Ainsi donc se trouva ce grand homme assisté,
Sur le point que la mort inexorable et fiere
Entra, pour luy oster du beau jour la lumiere ;
Il ne s’estonne point, ains repeu du saint pain :
« O jour des autres jours le juge souverain,
Tu ne m’as pas surpris ! Je sçavois que ma vie
De la mort, ce dit-il, seroit bien tost ravie.
J’ay mon cours achevé, comme les cieux amis,
Roulans dessus nos chefs doucement l’ont permis,
Des ans au pied leger les courses retournées
A peine m’ont fourny six dixaines d’années,
Pourtant je ne murmure, ains je m’en vay content,
Plein d’espoir qu’en ses bras le grand Dieu, qui nous tend
La main pour nous sauver, recevra ma pauvre ame.
Exauce ma priere, ô Dieu que je reclame !
Mon ame, ton portrait, j’ay souillé ; lave moy,
Et, net de toute ordure, en ton ciel me reçoy. »
A tant rendit l’esprit, en ce point fut finie
D’une si belle mort une si belle vie.
Or, adieu, cher ami ! adieu, belle ame ! adieu !
De ta muse orphelins, nous restons en ce lieu,
Veufs de nostre soleil. Nostre ame desreglée,
Servante de son dueil, de sa perte aveuglée,
Ne peut sinon gemir ; sus pleurons, car, helas !
Que n’avons-nous perdu par ce cruel trespas ?
Pleurer est trop commun, commune n’est ma paine,
Ne pleurez point mes yeux, ains devenez fontaine,
Mais plustost un torrent, qu’en une mer de pleurs,
Moy-mesme me noyant, je noye mes douleurs.
Le desespoir tiroit ces plaintes de ma bouche,
En mes larmes desjà à nage estoit ma couche,
Quand estonné j’entr’oy un doux coulant parler,
Mon oreille flattant, qui me vient consoler.
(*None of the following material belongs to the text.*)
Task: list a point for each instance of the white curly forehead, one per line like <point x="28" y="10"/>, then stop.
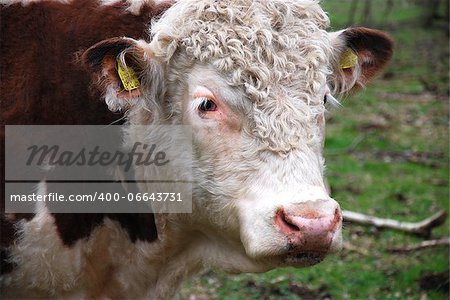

Chez le pere Ocean la paresseuse Aurore
De son vieillard Titon le sein pressoit encore,
La nuict faisoit partout regner l’obscurité ;
Ma chambre j’apperçoy pleine de grand’ clarté ;
Un horreur me saisit, en fin je me hazarde,
Et, d’un œil arresté, plus hardy je regarde
D’où vient cette lueur, regardant à trois fois.